Saturday 31 August 2019

Brexit update

Not many of my friends on Facebook are Brexiteers, but occasionally those that are, share a post which shows what the Brexiteer camp are doing.

Yesterday, in quick succession, two posts popped up demanding that the Speaker be sacked for not being impartial.

Now, clearly, the Speaker has sides with the remain side, in that the Government has treated Parliament with contempt, literally in one case, so he is willing to give Leave leeway. Or, let me put it this way, where convention might usually have sides with the government, he has been flexible to allow the flexbility to go to the other side.

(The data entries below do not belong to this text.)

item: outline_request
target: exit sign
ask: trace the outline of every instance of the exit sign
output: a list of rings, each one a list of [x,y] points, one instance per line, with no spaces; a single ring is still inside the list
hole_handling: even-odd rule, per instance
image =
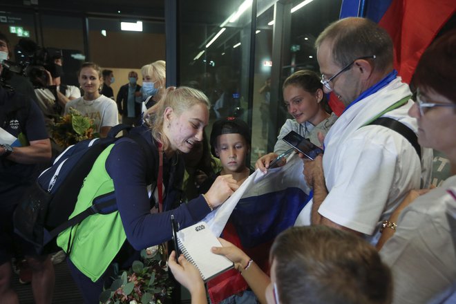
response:
[[[30,32],[25,30],[22,26],[10,26],[10,32],[18,37],[30,37]]]

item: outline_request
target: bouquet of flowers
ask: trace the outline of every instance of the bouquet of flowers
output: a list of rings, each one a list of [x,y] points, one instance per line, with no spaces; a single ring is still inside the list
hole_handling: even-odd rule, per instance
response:
[[[135,260],[113,282],[109,289],[99,296],[102,303],[163,304],[171,298],[174,287],[168,274],[168,266],[160,251],[148,254],[141,251],[141,261]]]
[[[93,120],[70,108],[70,113],[59,117],[51,126],[51,136],[57,144],[66,148],[81,140],[99,137],[94,129]]]

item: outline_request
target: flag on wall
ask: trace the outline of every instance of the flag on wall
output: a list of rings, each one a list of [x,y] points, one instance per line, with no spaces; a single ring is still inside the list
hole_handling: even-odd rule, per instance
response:
[[[278,234],[294,225],[309,201],[310,189],[303,176],[303,162],[292,153],[287,164],[267,174],[257,170],[218,209],[203,220],[216,236],[241,248],[268,273],[269,251]],[[207,283],[212,303],[245,290],[235,269]]]
[[[385,28],[395,46],[395,68],[410,83],[423,52],[455,12],[455,0],[343,0],[340,18],[365,17]]]

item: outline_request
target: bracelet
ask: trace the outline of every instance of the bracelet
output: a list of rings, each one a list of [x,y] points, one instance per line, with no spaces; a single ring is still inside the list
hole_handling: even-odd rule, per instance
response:
[[[243,273],[245,271],[248,269],[249,267],[250,267],[250,265],[251,265],[252,263],[254,263],[254,260],[252,260],[251,258],[250,260],[249,260],[249,261],[247,262],[247,265],[245,265],[245,267],[242,269],[242,271],[239,272],[240,272],[240,274],[243,274]]]
[[[390,228],[394,231],[396,231],[396,227],[397,225],[394,222],[390,222],[389,220],[383,220],[381,223],[381,228],[380,228],[380,232],[383,232],[385,228]]]
[[[204,194],[201,194],[201,195],[202,196],[202,197],[204,198],[204,199],[206,200],[206,202],[207,203],[207,205],[209,206],[209,209],[211,209],[211,211],[213,211],[213,207],[212,207],[212,205],[211,205],[211,203],[209,202],[209,200],[207,199],[207,197],[205,195],[204,195]]]

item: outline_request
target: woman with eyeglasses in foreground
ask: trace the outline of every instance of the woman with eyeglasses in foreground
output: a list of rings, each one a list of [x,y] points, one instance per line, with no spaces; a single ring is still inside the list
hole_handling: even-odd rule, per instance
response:
[[[391,275],[378,252],[354,234],[323,225],[295,227],[281,233],[269,252],[271,278],[239,248],[223,239],[212,251],[234,263],[261,303],[386,304]],[[198,270],[175,252],[169,265],[190,291],[193,304],[206,303]]]
[[[426,194],[409,195],[417,198],[384,223],[377,248],[392,271],[393,303],[455,303],[448,298],[456,290],[456,30],[424,52],[413,82],[417,103],[408,113],[418,122],[418,142],[446,154],[453,176]]]

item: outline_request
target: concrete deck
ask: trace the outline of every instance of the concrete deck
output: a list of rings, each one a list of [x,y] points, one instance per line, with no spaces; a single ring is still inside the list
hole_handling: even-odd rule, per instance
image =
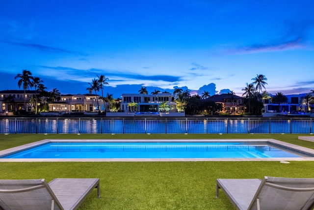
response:
[[[313,138],[313,137],[311,137]],[[288,147],[297,150],[306,152],[314,155],[314,150],[304,148],[295,145],[287,143],[272,139],[45,139],[38,142],[27,144],[0,151],[1,156],[16,152],[18,151],[29,149],[34,147],[47,144],[49,142],[261,142],[271,143],[283,147]],[[314,157],[285,157],[285,158],[1,158],[0,162],[156,162],[156,161],[314,161]]]

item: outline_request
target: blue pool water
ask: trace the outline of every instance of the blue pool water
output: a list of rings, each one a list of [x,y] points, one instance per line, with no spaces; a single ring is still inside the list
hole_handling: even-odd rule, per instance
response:
[[[300,157],[258,143],[50,143],[4,158],[197,158]]]

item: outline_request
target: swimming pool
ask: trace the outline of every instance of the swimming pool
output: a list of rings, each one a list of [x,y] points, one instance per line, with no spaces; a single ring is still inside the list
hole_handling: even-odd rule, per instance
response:
[[[0,160],[195,161],[217,158],[293,159],[314,157],[314,150],[295,145],[287,145],[288,143],[274,140],[46,140],[40,142],[29,144],[24,148],[18,147],[15,149],[9,149],[10,151],[6,152],[1,151]]]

Let's be clear, this is not because the Speaker is a remainer, but his duty is to Parliament first and foremost, and he takes that responsibility very seriously. He was originally elected as a Conservative MP, but is neutral, and convention says that in General Elections, his seat is not opposed.

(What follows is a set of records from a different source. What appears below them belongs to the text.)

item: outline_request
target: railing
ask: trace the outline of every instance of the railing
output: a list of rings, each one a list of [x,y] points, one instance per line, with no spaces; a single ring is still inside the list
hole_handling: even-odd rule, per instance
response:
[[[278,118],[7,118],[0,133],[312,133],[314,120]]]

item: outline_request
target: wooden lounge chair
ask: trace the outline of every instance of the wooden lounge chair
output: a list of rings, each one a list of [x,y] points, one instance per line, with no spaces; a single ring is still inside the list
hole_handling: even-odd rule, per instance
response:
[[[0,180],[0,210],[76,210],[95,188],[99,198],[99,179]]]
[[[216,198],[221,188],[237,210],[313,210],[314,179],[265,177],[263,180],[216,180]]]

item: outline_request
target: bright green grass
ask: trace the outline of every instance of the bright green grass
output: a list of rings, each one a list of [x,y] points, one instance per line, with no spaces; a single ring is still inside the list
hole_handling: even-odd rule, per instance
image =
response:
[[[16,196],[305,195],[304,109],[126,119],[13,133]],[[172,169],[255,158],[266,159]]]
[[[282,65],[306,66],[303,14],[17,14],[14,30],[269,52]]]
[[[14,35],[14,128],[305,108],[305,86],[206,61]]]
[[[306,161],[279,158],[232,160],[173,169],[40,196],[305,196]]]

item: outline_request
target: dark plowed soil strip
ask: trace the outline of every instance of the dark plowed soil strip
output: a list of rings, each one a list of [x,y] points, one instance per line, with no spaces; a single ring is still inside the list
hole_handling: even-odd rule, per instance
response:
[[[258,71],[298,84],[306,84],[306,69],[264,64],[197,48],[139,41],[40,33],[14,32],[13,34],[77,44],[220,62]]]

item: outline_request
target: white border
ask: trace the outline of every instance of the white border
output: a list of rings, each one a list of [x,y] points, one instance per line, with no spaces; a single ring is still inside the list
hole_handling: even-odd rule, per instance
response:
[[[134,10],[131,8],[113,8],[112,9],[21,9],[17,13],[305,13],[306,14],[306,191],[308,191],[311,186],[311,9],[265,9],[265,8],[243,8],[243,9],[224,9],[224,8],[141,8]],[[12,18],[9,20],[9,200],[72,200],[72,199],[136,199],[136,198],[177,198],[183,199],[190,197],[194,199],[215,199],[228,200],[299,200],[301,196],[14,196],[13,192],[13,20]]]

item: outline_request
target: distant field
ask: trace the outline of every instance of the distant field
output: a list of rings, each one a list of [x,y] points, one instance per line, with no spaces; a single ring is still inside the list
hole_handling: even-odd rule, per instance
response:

The PM's adviser, Cummings, let it be known yesterday, that if an MP opposes the Government in VoNC, then they will be deselected, even if their local association still backs them. This would have the effect of reducing the PM's parliamentary majority from its current three, but that will only lead to an election.

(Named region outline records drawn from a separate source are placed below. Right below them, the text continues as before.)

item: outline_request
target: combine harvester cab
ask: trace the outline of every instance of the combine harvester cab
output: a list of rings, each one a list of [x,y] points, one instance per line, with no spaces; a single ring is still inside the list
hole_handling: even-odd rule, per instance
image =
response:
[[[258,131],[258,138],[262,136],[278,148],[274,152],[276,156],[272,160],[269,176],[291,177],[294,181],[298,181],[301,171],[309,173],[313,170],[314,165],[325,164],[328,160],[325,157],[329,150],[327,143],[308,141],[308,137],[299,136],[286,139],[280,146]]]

In today's papers, it is reported that Mr Barnier has rejected calls for the backstop to be amended or removed. Tis is not his decision, this is what his mandate from the EU Commission tells him. Blaming one person on the EU side, without saying that he is just doing the job he was employed to do with the mandate given is not being honest, but then that is par for the course from Brexit.

Both the Mail and the Times today carried lead stories of Number 10 threatening MPs thinking of voting against the Government of a Corbyn Government "chaos", like the May and Johnson ones are bastions of strength and stability, and/or a General Election.

Yesterday, it emerged that the second of the Chancellor's advisors was sacked by Cummings during the week, and escorted by the police from Whitehall, after it was alleged she had had contact with former Treasury colleagues. The Chancellor found out about this from the BBC. This is a theocracy, based on Brexit. If you do not believe, believe enough, or believe in anything else other than no deal, you are out.

A reign of fear.

But also a war on reality.

Johnson's policy is one to make a strong bluff that the UK will walk away with no deal if he doesn't get what he wants. He has said this is numerous interviews that this is a bluff. The EU and European Leaders can read our newspapers and watch our TV stations. They know this is a bluff. A bluff in that the UK is nowhere near ready for no deal, and won't be in the eight weeks before the 31st October.

Bluffing when you tell the other side you're bluffing cannot work. Won't work.